É válido lembrar, portanto, que o Evangelho de Marcos como uma narrativa primitiva é uma boa notícia sobre o Reino de Deus, pois em 1,14-15 o narrador de Marcos afirma que “depois que João foi preso, Jesus veio para a Galileia, proclamando a Boa Nova de Deus: Completou-se o tempo, e o Reino de Deus está próximo. Convertei-vos e crede na Boa Nova”. O Reino de Deus (Basiléia tou Theou) corresponde ao principado e soberania de Deus num tempo novo (kairós). Seu cumprimento é agora, pois completou-se o tempo. Assim, o Evangelho de Marcos está constituído sobre um querigma para hoje, a mensagem-anúncio, dos apóstolos é para o dia que se chama hoje. O Reino é o cumprimento das promessas de Deus na vida de Jesus. Em Jesus, Deus, decisivamente, entra na história dos homens para levá-los a salvação, à redenção eterna. Por isso, desde o início do Evangelho segundo Marcos Deus age com poder-autoridade em Jesus, curando, exorcizando e libertando as pessoas de suas mazelas, dos poderes demoníacos, de seus pecados (cf. Mc 2,1-12). Assim, no Evangelho de Marcos descobrimos para o sentido de nossa fé, um Jesus libertador, um Messias servidor, que veio para inutilizar o mal e dar hegemonia ao bem e revitalizar a bondosa criação de Deus.
Por fim, somos interpelados pela mensagem da Boa Nova do Reino de Deus, muito presente no segundo evangelho, e convidados a seguir Jesus pelo caminho, servindo nossos irmãos a exemplo da sogra de Pedro, que depois de curada passou a servir a todos (Mc 1,29-31), e convidados ainda a segui-lo até o fim, tal como as mulheres que o seguiam o serviam até a cruz (15,40-41), e por isso testemunhá-lo em sua ressurreição (Mc 16,1-8), que também, pela fé, será a nossa ressurreição.
Padre Junior Vasconcelos do Amaral
Vigário da Paróquia Nossa Senhora de Guadalupe, bairro Castelo
Doutor em Teologia Bíblica pela Faje e professor de Teologia na PUC Minas
1 – O autor do evangelho de Marcos criou com sua obra um novo gênero literário”. (PESCH, R. Il vangelo di Marco. Prima parte, introduzione e commento ai capp. 1,1-8,26. Brescia: Paideia, 1980. p. 33).
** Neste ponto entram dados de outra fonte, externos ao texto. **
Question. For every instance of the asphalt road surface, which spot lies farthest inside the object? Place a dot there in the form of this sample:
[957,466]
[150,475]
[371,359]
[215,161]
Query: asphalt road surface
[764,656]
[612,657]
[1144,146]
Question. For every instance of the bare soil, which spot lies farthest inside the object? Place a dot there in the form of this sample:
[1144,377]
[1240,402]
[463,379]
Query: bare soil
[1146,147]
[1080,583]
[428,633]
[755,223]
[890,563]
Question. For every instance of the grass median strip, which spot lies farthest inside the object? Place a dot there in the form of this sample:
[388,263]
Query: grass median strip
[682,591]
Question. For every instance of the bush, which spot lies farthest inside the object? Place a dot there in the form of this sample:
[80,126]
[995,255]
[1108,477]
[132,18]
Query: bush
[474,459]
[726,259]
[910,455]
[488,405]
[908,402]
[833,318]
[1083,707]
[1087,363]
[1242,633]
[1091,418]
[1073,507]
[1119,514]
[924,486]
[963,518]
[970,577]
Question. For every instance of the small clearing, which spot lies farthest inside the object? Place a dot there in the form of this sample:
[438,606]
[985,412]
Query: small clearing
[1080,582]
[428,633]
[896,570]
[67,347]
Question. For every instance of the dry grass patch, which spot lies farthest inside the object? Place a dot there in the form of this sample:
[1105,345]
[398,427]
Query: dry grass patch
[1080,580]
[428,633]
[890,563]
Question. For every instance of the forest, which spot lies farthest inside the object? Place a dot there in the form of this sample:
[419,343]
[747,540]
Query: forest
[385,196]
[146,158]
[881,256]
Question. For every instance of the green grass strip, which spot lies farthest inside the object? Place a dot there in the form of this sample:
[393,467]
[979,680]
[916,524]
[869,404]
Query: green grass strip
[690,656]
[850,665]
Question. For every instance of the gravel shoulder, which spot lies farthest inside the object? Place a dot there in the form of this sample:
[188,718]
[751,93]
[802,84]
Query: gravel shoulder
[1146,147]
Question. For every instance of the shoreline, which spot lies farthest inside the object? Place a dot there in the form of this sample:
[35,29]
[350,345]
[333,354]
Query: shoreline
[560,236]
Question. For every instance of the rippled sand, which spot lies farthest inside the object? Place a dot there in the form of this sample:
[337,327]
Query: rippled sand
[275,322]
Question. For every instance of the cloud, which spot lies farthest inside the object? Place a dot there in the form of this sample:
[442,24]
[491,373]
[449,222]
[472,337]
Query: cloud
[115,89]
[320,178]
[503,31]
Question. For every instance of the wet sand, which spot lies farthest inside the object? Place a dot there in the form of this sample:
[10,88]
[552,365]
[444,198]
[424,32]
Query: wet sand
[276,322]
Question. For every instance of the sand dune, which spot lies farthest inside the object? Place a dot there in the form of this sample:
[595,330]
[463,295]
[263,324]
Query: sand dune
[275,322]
Com o título de seu livro (Mc 1,1) Marcos deu início ao processo denominado “Evangelho”, livro no qual o autor proto-cristão resumiu a tradição de Jesus com a ajuda da comunidade. Pode-se entender “Evangelho” não no sentido de denominar um livro, mas um gênero literário.
2 – SEGALLA, Giuseppe. A cristologia do Novo Testamento. São Paulo: Loyola, 1992. P. 77.